My mind spontaneously Made an account of all my friends and acquaintances. Love that night had the sound of an SMS tone followed by the question “where are you?” as later said comedian Nicolas Canteloup. I also made calls to my family members around the world, explaining the situation and saying that I was fine.
I started to really grasp the impact of what was going on when I received from Facebook a notification asking me to respond by saying either that I was safe or that I was not in Paris. I later received notifications with the responses of my Facebook friends in the city.
The night was long. On Saturday, having decided with a friend that we would fight back in the best possible way, living a normal life and not giving in to fear, I went to his bookstore in Montparnasse, the emblematic Tschann. On my way, I passed by the Invalides Museum, which is also Napoleon’s last resting place. It was closed, but tourists were snapping pictures next to the canons ornamenting its outside. Suddenly, I missed those long lines that I had often tried to avoid by looking for the least busy time slots to visit it.
I could not remember the last time I had seen Montparnasse that quiet. It was nearly deserted.

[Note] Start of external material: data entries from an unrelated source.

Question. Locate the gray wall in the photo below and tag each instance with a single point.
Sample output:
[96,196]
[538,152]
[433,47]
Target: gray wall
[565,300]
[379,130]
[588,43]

It seemed that only Tschann was full of people. And it was vibrant. As usual, I found people to debate with. And it was a heated debate. But it wasn’t the kind of debate the terrorists who had struck Paris the night before had wanted to stir. It was not a debate about immigration or cultural wars. Our debate was about Russian President Vladimir Putin. Later we had other discussions about the welfare state and the thirty-five hour workweek.
I was glad I had gone to Tschann, although the sight of a deserted Montparnasse had been gloomy. A few hours later, we heard rumors of another shooting in the area. I went on another phone calls frenzy, calling everyone I knew who could be near Montparnasse. But I later found out that this was a false alarm. On Sunday, the city was subjected to other false alarms. Gatherings in memory of the victims were broken several times due to noises that sounded like little explosions or gunfire. These gatherings were natural and they took place despite warnings from the Government. There was a feeling of defiance among the Parisians. Since the attacks, defiance has been their contemporary version of La Résistance under which the French fought the Nazis in the 1940’s.